No wonder ABC's financial commentator Alan Kohler always looks like he's sharing a joke when he delivers his summary of the day's trading!
Most importantly it tries to make clear (as tactfully as possible) that money (in its simplest terms) now really just represents a thin promise to repay debt, it's not gold or the promise of gold; it's all based on the trust that everyone will continue to repay past debts and keep asking for credit.
So this is growth?
I get the impression that within banking circles it's all just numbers on a screen, barely linked to anything real in the world.
It's easy to see how the banks of the EU justified raiding the accounts of the people of Cypress the other year if this is the logic that prevails amongst our leaders.

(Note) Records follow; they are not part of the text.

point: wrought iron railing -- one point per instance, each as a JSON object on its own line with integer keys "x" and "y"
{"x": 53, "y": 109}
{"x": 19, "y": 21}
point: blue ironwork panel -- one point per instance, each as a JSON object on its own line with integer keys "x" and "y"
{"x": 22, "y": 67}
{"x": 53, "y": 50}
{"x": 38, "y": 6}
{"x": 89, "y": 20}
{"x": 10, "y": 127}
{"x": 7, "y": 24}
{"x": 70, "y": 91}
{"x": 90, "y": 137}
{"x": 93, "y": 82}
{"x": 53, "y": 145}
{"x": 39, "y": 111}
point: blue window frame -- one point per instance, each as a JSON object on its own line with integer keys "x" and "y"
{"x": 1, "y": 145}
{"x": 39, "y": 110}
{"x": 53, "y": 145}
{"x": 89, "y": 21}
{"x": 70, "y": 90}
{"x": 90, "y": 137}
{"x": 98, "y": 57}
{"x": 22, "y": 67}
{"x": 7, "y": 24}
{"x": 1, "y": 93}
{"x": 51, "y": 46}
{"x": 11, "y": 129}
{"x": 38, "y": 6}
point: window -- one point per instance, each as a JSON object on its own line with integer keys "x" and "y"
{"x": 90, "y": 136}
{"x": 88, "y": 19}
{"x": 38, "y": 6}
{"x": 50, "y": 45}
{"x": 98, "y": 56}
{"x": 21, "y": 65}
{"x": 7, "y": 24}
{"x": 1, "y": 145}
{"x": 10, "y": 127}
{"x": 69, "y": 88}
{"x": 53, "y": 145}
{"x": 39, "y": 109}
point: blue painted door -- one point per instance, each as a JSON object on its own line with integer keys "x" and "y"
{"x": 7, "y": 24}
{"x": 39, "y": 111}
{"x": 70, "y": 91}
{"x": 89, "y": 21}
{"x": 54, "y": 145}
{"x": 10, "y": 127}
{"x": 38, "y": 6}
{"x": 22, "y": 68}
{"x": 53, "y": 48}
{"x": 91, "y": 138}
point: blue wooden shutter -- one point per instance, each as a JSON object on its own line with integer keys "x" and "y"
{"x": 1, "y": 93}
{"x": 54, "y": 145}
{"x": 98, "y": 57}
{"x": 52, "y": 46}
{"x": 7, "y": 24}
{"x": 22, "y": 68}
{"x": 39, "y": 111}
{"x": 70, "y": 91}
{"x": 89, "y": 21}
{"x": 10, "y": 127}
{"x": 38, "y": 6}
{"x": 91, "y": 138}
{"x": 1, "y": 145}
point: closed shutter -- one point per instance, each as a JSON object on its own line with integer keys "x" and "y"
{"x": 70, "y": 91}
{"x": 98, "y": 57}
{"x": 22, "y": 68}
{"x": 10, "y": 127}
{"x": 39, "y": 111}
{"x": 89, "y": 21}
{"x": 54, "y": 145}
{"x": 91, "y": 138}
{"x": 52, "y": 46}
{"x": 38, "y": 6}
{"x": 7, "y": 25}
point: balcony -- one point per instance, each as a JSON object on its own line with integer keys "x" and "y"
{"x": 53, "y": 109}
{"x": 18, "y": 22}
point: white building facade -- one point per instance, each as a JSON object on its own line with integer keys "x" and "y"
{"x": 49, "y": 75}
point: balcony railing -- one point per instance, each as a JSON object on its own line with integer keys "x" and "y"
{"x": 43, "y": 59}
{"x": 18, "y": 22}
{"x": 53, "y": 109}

Most of us do not realise that when you deposit money in a bank, that it becomes the property of the bank and we become unsecured creditors of the bank!
Although few depositors realise it, legally the bank owns the depositor's funds as soon as they are put in the bank.
This is true in most countries around the world.
Everyone should take a look at this site, including state and federal treasurers on both sides, before they consider selling off public assets.
By all accounts I got the impression that the whole banking system is in danger of becoming something very shady indeed if governments around the world keep thinking of their duties like balancing a household budget.
Hats off to the organisers at TTHB, I learned more in an hour than I believe I would have in a month of researching; but if I was truthful with myself I was happier when I was ignorant.